The Sweet Spot of Senior Year

I have a theory. For all you avid book-readers out there, you might get what I’m saying. For those of you who aren’t literary-inclined, just bear with me. My favorite English nerd supports this theory, so I think it’s pretty legit. Here it goes.

Think back to the best book you’ve ever read. When you first pick it up, you move slowly through the first couple pages, noticing all the tiny details, focusing on all the individual words. The left of the book feels light with foreshadowing, while the right side weighs heavy with potential. It’s drawing you in, a little bit at a time.

If it’s a good book (it has to be for the sake of my theory), you begin to flip through the pages faster. The left side starts to feel even with the right side, as the beginning transitions to the middle of the story. You’re engaged. Entertained. Enthralled.

Now the Sweet Spot of a book comes right after the middle. You’re a little more than half way through, but not close enough to the end yet. You’re not paying attention to every single word, or every single detail. Instead you don’t even feel like you’re even reading. You’re absorbing the story, devouring the book. It doesn’t matter that you’re missing the tiny nuances that the author meticulously placed in. You’re experiencing the story in a completely different way, in a way that goes deeper than the words. You’re immersed in the story and you keep reading and reading, you can’t stop and you don’t want to, and you don’t even notice the number of pages dwindling by the minute, and

Then it’s over. The end of the book. Of course you knew it was coming, but you didn’t want it to come that quickly.

Now take this theory and apply it to life. Say, senior year. I’m in my Sweet Spot of college. Currently, I’m on campus, planning for our New Student Orientation Program. I’m on the Steering Committee and part of my responsibilities is to plan the 4-day program for the new incoming freshmen as well as the training for staff (who comes in a week! ah!). I’ve been looking forward to this time of year since January, but also dreading it’s arrival.

Now that doesn’t make sense, right? I knew that this month of August would be the start of the Sweet Spot. I knew I would be immersed in planning, laughing, bonding, growing, leading and I would start to forget the details and just be overcome by the experience and the unique feeling that I get from this group of people and program. And I knew I would love it. And I knew it would go so fast.

I didn’t want it to start because I didn’t want it to end. Read that again. I didn’t want it to start because I didn’t want it to end. How ridiculous is that? (My favorite English nerd told me so as well). And now that I’m here, exactly in the middle of Steering Training, I was right. It’s FLYING by but I’m loving it. I’m so happy. It’s the perfect Sweet Spot. I never want it to end.
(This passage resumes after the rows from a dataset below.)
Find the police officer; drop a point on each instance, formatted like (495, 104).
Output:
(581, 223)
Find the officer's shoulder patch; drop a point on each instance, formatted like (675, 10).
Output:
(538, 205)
I wrote that part of the post a couple days ago and didn’t know how to finish it. Right after I ended that last sentence, the rest of the Steering Committee and I went to have dinner with the President of Villanova, Father Peter. (You read it right. We had dinner with the President. He cooked us dinner and we drank wine and laughed. Check that off my bucket list.) During that dinner, I found myself having a true moment of awe. I was surrounded by probably the most wonderful people I’ve ever known, eating dinner with a man that every Villanovan admires. I felt full of joy. I kept thinking “yea, this is it. I made it.”

One of the advisers for Orientation is fond of the phrase “Enjoy it.” Simple, two words, but has refocused me during this Sweet Spot. Instead of calculating how many days are left, or evaluating how I’m changing or what I’m learning, I find myself just enjoying it. Letting the all the emotions of this experience wash over me so I can just soak it in. Of course Orientationland will come to an end, just like all Sweet Spots do, but hopefully if I just sit back and take in the moments, I won’t feel so empty after it ends. That’s the difference between books and life. Books have a last page, while life keeps getting written.